Tomma blinked several times. “Sure…” She wanted to shout that she wasn’t leaving just like that, she wanted to drag Lucia over and show her how the eye worked. She wanted.
She started to read. -------------- Despite everything Tomma was a planner. She used to plan her family’s weekly dinners and plan their shoe space and planned their family outings and then planned for months and months on how to return to her aunt and brother.
And she was starting to have a plan.
It formed as she flipped through book after book outlining the basic principles of necromancy. It was a loose and almost fantastical ideal that bordered on ridiculous. But it was there.
First, she decided, I must learn this...
Tomma blinked and tried to take in the words of the book: ‘It takes a vast amount of power to raise the dead. More than power, it takes a vast amount of intention to drag them back from the beyond to do your bidding. Lifting the veil tears a piece of your own soul each time and forms a type of magnetism between the shredding of your spirit calling to theirs. Like attracts like.’
Or at least, that was what Tomma had gathered so far from the dense texts that were part philosophy, part poetry, and only a little bit of practical instruction.

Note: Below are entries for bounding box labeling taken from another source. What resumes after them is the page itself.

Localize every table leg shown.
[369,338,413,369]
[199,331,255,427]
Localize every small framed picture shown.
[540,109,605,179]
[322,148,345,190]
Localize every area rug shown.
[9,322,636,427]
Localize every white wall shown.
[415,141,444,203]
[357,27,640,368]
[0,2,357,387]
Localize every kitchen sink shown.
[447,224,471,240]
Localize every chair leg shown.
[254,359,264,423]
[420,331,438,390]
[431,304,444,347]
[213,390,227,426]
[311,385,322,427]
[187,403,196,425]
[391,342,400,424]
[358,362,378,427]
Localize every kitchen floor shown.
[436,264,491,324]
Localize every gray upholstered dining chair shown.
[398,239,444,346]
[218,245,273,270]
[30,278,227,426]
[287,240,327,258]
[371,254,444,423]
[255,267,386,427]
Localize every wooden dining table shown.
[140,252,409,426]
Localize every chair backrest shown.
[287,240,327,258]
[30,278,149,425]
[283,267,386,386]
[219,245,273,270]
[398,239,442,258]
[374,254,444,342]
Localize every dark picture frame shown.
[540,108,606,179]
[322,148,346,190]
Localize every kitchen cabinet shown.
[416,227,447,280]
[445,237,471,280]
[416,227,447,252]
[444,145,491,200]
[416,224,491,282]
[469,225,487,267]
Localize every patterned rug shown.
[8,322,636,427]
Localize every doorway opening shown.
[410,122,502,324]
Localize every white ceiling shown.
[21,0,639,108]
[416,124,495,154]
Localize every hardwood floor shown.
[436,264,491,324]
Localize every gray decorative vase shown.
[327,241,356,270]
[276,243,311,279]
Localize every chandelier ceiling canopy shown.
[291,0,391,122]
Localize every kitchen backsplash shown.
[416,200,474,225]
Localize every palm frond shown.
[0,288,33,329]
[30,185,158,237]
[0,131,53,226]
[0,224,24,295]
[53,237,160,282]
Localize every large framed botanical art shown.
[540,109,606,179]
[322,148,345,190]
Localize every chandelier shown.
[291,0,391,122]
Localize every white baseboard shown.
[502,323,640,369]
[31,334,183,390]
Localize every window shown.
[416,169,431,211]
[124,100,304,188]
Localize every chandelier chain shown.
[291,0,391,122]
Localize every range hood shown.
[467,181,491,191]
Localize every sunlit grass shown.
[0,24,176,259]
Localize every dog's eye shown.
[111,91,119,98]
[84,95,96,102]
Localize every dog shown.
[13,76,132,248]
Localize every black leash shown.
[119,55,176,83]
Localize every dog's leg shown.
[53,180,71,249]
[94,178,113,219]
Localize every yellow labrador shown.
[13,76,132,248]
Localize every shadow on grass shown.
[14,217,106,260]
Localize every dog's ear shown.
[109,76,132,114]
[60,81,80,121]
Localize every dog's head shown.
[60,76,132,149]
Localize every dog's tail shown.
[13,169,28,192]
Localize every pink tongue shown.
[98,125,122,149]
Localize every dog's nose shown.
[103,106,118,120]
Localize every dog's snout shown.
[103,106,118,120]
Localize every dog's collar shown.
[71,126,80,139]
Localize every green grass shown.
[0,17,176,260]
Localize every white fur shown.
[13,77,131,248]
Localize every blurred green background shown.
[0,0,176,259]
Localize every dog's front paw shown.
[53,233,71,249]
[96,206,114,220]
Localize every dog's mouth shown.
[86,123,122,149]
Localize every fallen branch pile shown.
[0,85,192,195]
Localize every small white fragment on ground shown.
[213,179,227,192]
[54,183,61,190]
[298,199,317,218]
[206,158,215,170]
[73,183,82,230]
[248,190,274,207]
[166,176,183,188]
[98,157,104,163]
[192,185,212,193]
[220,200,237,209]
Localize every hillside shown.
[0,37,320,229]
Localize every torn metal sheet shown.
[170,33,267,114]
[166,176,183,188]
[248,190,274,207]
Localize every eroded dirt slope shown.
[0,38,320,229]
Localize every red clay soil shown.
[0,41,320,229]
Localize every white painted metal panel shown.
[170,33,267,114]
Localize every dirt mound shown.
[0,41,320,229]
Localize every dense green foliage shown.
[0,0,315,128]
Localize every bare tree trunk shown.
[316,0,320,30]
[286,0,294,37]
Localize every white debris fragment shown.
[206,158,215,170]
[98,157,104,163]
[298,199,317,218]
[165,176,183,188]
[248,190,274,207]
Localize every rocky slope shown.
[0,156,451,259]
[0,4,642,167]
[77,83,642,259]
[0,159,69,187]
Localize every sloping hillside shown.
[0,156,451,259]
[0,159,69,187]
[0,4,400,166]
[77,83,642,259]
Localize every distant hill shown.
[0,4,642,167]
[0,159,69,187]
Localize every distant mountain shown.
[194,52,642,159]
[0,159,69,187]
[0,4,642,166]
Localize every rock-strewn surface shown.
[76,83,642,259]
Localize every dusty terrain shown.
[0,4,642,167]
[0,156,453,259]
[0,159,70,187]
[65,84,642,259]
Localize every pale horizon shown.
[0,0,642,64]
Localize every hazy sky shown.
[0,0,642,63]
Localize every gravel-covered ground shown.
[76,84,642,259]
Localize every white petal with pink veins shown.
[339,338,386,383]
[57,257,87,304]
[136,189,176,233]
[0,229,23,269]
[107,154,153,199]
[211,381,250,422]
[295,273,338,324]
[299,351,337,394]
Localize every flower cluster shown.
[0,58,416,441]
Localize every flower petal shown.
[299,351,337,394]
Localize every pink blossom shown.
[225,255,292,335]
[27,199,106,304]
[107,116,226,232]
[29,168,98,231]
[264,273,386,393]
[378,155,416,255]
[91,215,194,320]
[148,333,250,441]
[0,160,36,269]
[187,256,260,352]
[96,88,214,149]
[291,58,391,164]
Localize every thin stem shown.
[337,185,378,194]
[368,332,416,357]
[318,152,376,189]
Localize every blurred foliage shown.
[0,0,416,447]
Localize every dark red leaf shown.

She couldn’t explain it but Tomma got the sense she needed to act fast. She needed to get this done or lose everything. I have to, she promised herself. We’re all getting out of here and out of this nest of devils that is magic.
She ran over options again and again to the point she almost forgot about eating or taking breaks. Her thoughts came in bubbling rivers: how could she escape? How could she free Lucia? Nothing readily came to her and Tomma practically jumped out of her skin when a hand tapped her on her shoulder.
“It’s time to retire,” Lucia said in her usual flat tone.
Tomma turned slowly and wished she could convey with her eyes what she was planning. What was possible.
“I’m almost there.” Tomma announced airily and pointed at the text. “I think it’ll only be a week or so to parse through it all.”
“Of course.” Lucia said without emotion. “Whatever is needed.”
Tomma impulsively reached out and grabbed her wrist, “I’ll stay as long as it takes.” She said with a fierceness she didn’t know she had. I won’t leave without you, she tried to convey it with her grip alone.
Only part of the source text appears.